Kebijakan Kejagung RI dianggap telah melakukan diskriminasi terhadap peserta CPNS, tentunya juga bertentangan dengan Hak Asasi manusia (HAM).
Asisten Pembinaan Kejati Kalsel, Widagdo kepada koranbanjar.net mengatakan institusi Kejati Kalsel hanya melaksanakan perintah pimpinan, apapun aturan yang dikeluarkan oleh Kejagung RI, secara tegas ia sampaikan harus dilaksanakan.
Lanjut, kata Widagdo, Komisi Hak Asasi Manusia (HAM) menyampaikan keinginannya agar Institusi Kejaksaan menghargai hak setiap pelamar CPNS, berdasarkan undang-undang 1945 yang mengatur tentang Hak Asasi Manusia (HAM).
“Tetapi dari atasan kami memang begitu ketentuannya, ya bagaimana lagi, toh juga tidak keliatan dan sulit membedakan antara yang punya kelainan seksual, dengan yang normal, palingan yang terlihat saja, seperti gaya bicaranya, jalannya,” jelasnya
“Yang namanya aturan dari Pimpinan, ya harus kita laksanakan, sampai saat ini aturan itu masih diberlakukan oleh Kejagung,” ujarnya saat berada di ruang Asisten Pembinaan Kejati Kalsel Banjarmasin, Rabu(27/11/2019)

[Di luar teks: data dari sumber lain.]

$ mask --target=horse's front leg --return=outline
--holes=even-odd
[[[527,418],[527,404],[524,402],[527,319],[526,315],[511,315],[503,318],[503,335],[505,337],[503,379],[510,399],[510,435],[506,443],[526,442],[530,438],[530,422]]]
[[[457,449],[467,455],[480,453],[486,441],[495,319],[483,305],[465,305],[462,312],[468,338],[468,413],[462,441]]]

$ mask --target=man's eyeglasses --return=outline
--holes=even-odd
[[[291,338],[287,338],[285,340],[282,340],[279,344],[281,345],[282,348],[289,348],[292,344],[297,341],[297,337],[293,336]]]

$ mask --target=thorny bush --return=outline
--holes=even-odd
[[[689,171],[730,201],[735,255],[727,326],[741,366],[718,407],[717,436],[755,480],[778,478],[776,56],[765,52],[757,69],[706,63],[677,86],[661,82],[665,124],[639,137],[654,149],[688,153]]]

Namun pihaknya memberikan kesempatan bagi peserta calon CPNS yang sudah mengikuti tes namun tidak lulus, bisa mengusulkan atau melayangkan surat sanggahan atau bantahan dilengkapi data dan alasan yang lengkap serta jelas apabila menganulir hasil keputusan tersebut.
“Dengan waktu sanggahan yang diberikan kurang lebih satu Minggu,” terangnya.
Dikatakannya, sejak dibukanya pendaftaran CPNS di Kejati Kalsel, hingga sekarang belum menemukan peserta yang terindikasi memiliki kelainan seksual (LGBT).
“Alhamdulillah belum ada sih, sejak dibuka pendaftaran sampai sekarang,” pungkasnya.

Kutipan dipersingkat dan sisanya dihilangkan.